Deep Learning Week 9 Nptel Assignment Answers
Are you looking for Deep Learning Week 9 Nptel Assignment Answers ? You’ve come to the right place! Access the most accurate answers at Progiez.
Table of Contents

NPTEL Deep Learning Week 9 Assignment 9 Answers (Jan-Apr 2025)
Course Link: Click Here
1) What can be a possible consequence of choosing a very small learning rate?
a. Slow convergence
b. Overshooting minima
c. Oscillations around the minima
d. All of the above
2) The following is the equation of update vector for momentum optimizer. Which of the following is true for y?
Ve=yVe−1+nV1V_e = yV_{e-1} + nV_1
a. y is the momentum term which indicates acceleration
b. y is the step size
c. y is the first order moment
d. y is the second order moment
3) Which of the following is true about momentum optimizer?
a. It helps accelerating Stochastic Gradient Descent in the right direction
b. It helps prevent unwanted oscillations
c. It helps to know the direction of the next step with knowledge of the previous step
d. All of the above
NPTEL Deep Learning Week 9 Assignment 9 Answers
4) Let J(θ) be the cost function. Let the gradient descent update rule for θ be, θ₁ = θ – αVθ. What is the correct expression of Vθ? α is the learning rate.

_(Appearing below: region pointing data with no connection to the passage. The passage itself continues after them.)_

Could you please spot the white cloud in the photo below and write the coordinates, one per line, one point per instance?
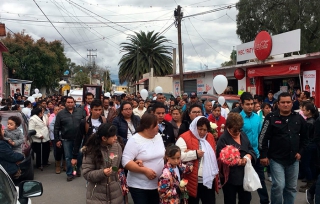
(218, 29)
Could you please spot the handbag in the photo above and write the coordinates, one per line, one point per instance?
(251, 181)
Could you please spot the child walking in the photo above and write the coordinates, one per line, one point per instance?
(171, 189)
(13, 134)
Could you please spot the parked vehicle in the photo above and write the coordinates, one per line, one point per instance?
(26, 166)
(10, 194)
(230, 99)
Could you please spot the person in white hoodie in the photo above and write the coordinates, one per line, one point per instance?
(39, 123)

a. ∂J(θ)∂θ\frac{\partial J(\theta)}{\partial \theta}
b. α∂J(θ)∂θ\alpha \frac{\partial J(\theta)}{\partial \theta}
c. ∂J(θ)∂θα\frac{\partial J(\theta)}{\partial \theta} \alpha
d. None of the above
5) A given cost function is of the form J(θ)=θ2−6θ+6J(\theta) = \theta^2 – 6\theta + 6. What is the weight update rule for gradient descent optimization at step t+1? Consider α to be the learning rate.

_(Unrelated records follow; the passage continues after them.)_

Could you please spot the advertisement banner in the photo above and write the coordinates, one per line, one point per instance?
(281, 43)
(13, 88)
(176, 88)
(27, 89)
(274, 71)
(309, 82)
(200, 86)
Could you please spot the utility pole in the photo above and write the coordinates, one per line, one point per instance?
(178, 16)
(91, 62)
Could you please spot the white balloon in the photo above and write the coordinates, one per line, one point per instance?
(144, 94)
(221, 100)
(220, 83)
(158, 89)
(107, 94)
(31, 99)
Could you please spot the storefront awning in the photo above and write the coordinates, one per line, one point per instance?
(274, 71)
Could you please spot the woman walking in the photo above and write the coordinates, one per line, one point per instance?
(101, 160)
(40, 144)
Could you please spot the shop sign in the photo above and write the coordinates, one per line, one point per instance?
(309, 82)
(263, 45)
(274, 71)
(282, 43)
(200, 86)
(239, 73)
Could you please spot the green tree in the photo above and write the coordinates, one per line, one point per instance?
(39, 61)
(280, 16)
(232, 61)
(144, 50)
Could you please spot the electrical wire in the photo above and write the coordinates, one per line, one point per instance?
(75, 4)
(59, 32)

a. θt+1=θt−α(2θ−1)\theta_{t+1} = \theta_t – \alpha(2\theta -1)
b. θt+1=θt+α(2θ)\theta_{t+1} = \theta_t + \alpha(2\theta)
c. θt+1=θt−α(12θ−6+6)\theta_{t+1} = \theta_t – \alpha(12\theta -6 + 6)
d. θt+1=θt−α(2θ+1)\theta_{t+1} = \theta_t – \alpha(2\theta +1)
6) If the first few iterations of gradient descent cause the function J(θ₀, θ₁) to increase rather than decrease, then what could be the most likely cause for this?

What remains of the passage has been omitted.